Fantofarone
- Names: Preferred IUPAC name N-[2-(3,4-Dimethoxyphenyl)ethyl]-N-methyl-3-{4-[2-(propan-2-yl)indolizine-1-sulfonyl]phenoxy}propan-1-amine

Identifiers
- CAS Number: 114432-13-2;
- 3D model (JSmol): Interactive image;
- ChEMBL: ChEMBL285855;
- ChemSpider: 106600;
- PubChem CID: 119349;
- UNII: KU213XYO69;
- CompTox Dashboard (EPA): DTXSID30150729 ;

Properties
- Chemical formula: C_{31}H_{38}N_{2}O_{5}S
- Molar mass: 550.71 g·mol^{−1}

= Fantofarone =

Fantofarone is a calcium channel blocker.

== Comparison with verapamil ==
There are many different calcium channel blockers that show different results in use. Fantofarone and verapamil are both calcium channel blockers that behave differently in different applications.

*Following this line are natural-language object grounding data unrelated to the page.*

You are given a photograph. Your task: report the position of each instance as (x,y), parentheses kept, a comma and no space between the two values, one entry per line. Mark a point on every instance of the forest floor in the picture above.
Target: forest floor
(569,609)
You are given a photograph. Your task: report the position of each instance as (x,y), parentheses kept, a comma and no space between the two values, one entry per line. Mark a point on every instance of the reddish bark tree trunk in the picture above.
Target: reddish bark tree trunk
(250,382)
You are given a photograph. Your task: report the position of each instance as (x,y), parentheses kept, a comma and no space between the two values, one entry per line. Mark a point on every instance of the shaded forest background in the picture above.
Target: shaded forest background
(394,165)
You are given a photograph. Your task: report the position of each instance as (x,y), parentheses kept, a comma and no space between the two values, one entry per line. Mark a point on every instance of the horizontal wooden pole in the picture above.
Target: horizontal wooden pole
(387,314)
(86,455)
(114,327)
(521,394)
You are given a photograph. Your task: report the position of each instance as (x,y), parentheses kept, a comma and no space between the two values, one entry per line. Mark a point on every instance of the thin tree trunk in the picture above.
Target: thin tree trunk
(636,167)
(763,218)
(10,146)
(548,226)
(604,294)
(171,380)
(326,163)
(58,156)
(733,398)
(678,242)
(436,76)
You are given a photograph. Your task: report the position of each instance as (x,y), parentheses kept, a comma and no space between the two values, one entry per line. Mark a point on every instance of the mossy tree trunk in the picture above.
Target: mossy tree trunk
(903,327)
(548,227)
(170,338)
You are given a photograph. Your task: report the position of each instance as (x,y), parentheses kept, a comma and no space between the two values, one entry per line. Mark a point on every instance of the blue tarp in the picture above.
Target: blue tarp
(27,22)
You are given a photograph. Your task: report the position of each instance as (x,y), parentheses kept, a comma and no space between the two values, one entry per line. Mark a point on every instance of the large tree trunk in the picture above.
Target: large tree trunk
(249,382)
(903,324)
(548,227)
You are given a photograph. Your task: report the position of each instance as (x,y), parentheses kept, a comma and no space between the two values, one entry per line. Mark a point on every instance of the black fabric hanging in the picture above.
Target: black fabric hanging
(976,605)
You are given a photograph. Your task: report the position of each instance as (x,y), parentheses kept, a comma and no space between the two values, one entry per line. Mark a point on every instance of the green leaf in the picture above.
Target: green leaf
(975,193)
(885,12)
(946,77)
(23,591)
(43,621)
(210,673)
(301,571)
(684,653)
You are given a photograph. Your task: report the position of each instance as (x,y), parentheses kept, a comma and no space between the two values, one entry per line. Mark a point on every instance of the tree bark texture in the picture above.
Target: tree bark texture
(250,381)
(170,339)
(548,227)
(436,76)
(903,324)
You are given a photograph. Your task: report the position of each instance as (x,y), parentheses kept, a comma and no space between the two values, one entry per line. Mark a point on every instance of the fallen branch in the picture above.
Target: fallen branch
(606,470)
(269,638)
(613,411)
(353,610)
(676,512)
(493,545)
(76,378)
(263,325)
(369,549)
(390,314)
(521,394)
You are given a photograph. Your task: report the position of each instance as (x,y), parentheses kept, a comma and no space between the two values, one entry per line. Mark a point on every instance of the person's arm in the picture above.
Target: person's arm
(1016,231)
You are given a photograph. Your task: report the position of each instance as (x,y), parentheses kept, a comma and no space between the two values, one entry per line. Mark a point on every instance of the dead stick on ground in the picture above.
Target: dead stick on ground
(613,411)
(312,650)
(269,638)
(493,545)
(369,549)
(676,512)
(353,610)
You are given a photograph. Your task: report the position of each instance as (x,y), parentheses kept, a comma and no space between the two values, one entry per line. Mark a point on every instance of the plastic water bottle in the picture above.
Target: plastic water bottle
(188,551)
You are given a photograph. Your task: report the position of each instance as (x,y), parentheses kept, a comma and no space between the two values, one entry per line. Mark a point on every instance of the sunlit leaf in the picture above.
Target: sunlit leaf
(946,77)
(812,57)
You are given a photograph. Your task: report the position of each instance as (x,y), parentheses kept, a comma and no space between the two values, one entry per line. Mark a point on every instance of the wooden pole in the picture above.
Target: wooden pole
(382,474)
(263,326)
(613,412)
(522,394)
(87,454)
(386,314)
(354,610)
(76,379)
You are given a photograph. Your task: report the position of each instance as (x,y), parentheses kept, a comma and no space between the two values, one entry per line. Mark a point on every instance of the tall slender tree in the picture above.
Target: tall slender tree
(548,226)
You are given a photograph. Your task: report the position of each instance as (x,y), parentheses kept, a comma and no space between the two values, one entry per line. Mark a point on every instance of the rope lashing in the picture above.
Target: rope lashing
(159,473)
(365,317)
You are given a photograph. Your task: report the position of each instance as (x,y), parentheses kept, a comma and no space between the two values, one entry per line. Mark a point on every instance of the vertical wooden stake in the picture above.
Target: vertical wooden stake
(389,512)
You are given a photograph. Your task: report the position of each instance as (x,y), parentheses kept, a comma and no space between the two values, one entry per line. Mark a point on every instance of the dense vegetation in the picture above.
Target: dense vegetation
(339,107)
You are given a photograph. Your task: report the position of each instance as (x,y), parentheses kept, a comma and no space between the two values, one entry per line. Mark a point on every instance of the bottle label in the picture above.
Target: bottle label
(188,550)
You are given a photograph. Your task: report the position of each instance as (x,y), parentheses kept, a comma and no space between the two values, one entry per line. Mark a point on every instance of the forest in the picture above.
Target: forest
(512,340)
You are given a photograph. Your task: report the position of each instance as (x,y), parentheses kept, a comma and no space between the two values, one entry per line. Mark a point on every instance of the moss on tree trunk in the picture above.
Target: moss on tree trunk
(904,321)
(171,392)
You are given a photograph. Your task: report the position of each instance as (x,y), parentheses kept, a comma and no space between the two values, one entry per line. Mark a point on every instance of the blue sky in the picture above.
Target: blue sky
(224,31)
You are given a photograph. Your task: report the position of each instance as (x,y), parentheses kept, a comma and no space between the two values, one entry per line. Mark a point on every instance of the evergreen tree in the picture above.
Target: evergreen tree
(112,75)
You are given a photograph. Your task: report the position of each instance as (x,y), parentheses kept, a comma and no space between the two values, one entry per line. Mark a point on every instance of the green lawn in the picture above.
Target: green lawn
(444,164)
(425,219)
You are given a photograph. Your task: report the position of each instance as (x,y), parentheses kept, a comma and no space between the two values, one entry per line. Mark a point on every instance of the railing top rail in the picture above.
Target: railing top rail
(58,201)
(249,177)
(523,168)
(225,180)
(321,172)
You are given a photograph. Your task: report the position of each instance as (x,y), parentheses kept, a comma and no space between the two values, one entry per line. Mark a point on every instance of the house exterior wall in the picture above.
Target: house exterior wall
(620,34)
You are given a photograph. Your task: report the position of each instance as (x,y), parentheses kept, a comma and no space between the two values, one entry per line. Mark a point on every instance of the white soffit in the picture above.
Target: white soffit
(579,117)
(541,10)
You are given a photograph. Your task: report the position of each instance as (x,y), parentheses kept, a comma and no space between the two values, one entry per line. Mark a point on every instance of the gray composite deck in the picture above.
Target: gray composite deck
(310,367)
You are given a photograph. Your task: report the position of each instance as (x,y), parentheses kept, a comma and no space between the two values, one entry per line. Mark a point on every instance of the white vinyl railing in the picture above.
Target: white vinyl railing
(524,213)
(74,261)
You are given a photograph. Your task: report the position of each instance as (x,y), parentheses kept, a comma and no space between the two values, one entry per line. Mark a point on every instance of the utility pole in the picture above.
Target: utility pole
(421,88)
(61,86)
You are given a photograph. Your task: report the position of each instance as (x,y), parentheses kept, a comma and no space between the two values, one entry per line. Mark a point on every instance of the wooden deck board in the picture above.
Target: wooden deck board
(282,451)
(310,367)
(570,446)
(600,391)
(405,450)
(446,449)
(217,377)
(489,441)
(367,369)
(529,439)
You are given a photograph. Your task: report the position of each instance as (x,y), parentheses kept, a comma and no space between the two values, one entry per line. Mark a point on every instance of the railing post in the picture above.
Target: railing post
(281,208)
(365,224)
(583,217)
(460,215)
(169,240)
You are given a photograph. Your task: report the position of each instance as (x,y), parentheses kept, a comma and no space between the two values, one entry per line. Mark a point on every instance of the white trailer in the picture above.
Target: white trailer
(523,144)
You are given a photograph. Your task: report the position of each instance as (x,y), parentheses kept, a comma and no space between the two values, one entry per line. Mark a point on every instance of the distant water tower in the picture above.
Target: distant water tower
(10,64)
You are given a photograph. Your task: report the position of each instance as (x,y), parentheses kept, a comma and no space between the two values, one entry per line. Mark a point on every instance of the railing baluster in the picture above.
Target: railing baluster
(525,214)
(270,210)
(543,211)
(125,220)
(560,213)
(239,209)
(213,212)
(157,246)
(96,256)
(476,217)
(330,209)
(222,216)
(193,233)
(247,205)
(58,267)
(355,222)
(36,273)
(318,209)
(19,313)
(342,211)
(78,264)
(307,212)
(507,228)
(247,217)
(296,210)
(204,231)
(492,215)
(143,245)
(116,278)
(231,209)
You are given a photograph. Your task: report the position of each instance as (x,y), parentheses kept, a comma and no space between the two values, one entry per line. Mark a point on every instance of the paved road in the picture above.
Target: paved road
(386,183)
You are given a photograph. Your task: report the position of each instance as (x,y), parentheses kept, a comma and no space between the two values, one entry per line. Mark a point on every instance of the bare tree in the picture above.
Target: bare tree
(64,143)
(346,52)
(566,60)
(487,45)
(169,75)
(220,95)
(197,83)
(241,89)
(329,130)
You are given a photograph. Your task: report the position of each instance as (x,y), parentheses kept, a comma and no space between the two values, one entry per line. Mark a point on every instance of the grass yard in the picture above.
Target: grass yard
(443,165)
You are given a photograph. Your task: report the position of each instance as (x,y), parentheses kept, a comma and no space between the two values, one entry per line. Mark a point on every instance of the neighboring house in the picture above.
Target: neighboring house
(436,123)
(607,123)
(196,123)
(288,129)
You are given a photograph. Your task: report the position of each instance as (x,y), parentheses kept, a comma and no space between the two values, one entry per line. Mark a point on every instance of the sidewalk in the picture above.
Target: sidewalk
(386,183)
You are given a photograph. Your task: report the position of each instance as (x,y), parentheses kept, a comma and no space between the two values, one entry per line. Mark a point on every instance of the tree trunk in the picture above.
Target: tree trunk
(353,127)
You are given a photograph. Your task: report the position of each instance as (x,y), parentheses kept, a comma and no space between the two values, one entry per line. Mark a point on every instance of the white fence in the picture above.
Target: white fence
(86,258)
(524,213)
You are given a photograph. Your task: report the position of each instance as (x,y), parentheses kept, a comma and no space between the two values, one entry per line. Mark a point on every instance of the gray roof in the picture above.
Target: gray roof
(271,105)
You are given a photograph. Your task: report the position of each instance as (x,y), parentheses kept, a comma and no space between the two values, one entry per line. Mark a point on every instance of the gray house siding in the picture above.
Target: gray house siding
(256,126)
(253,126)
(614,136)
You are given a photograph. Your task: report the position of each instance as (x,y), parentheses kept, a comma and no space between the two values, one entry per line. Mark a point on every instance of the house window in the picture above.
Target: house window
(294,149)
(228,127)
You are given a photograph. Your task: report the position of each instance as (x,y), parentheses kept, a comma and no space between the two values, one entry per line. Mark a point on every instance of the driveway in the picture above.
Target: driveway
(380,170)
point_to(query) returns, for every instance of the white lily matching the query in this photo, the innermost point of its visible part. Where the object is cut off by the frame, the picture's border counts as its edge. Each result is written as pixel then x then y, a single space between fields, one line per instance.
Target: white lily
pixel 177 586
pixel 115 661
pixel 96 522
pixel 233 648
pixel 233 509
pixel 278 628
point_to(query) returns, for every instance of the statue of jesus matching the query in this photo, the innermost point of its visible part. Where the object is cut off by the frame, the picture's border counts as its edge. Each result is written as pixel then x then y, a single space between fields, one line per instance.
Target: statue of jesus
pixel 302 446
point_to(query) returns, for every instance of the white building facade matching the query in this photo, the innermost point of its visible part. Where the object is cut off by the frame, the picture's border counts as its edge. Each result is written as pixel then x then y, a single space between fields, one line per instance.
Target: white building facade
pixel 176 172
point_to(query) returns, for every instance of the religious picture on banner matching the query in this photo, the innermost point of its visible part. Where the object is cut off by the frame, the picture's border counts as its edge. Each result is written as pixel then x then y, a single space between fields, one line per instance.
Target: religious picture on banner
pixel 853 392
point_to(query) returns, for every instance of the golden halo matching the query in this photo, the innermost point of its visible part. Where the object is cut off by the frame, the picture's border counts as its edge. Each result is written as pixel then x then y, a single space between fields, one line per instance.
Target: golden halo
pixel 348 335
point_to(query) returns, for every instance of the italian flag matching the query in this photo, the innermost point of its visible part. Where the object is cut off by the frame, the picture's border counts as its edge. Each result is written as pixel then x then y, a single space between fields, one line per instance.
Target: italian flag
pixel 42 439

Fantofarone was shown in use for treatment of angioplasty-induced vasospasm in an atherosclerotic rabbits. There are many different observations that show a potential cause of vasospasm, such as local injury on the body, but overall mechanism of it is still not fully understood. In order to observe the efficiency of fantofarone in the treatment of angioplasty-induced vasospasm (AIV), it was compared to the treatment of verapamil (which is also a calcium channel blocker). Fantofarone showed more effectiveness against a severity of vasospasm than verapamil.

Fantofarone and verapamil were also tested as an attempt of reversing resistance to chloroquine, a medication that is used to treat malaria. In the treatment of reversing the chloroquine resistance it was observed that verapamil was more potent and more efficient than fantofarone.